Aken is dead. We grew up together, ran races through the desert, played with sticks that were swords in our minds, and made gold fighting in other people's wars for years. When we settled on guard duty for the Shields, it was like an early retirement.
Until the Dragon came.
We were on patrol, just like every other day. The terror birds were in their breeding season, so the beasts were particularly ornery. Aken had this great trick he learned from an Argonian, though. You take a dried gourd and punch a few holes in it, then tie it to a long string. I told him he was crazy, but when he whipped that thing overhead it screamed like a pack of jackals and sent the birds running.
I never told him what a good idea it was, damn fool me. Good idea, but ….
Aken, you damned idiot. There was no way it was going to scare off a Dragon. It ate him in one gulp and all I could do was stand there slack-jawed and pissing down the side of my leg while he screamed.
I ran. I'm sorry, Aken. I'm a coward.
As it happens, you can't find absolution in the bottom of a bottle of jagga, or a jug of cheap Shornhelm wine, or even in that skooma crap. You just get a hangover and the sugar-shakes, then your throat feels like it's covered in hair. If you look to the gods instead, the priests will just give you some garbage sermon on how it is the will of the Divines and you can only find salvation in prayer.

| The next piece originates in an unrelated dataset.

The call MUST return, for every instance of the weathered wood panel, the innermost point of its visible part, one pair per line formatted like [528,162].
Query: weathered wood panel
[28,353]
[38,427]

It's all hogwash. They don't know a damn thing.
I'm going to make it right, Aken. You always trusted me to watch your back and when it counted, I froze. I've strangled a gods-damned cannibal Wood Elf with my bare hands while he was eating my finger and rode down a rabid werewolf, but that Dragon was the one time my courage failed me.
I've seen the Dragon flying in the distance for a few hours now. Circling. I think it knows I'm out here. I won't avenge you, but at least the ghost of our father won't curse me for a coward the rest of my days.
I love you, brother. I won't be long now.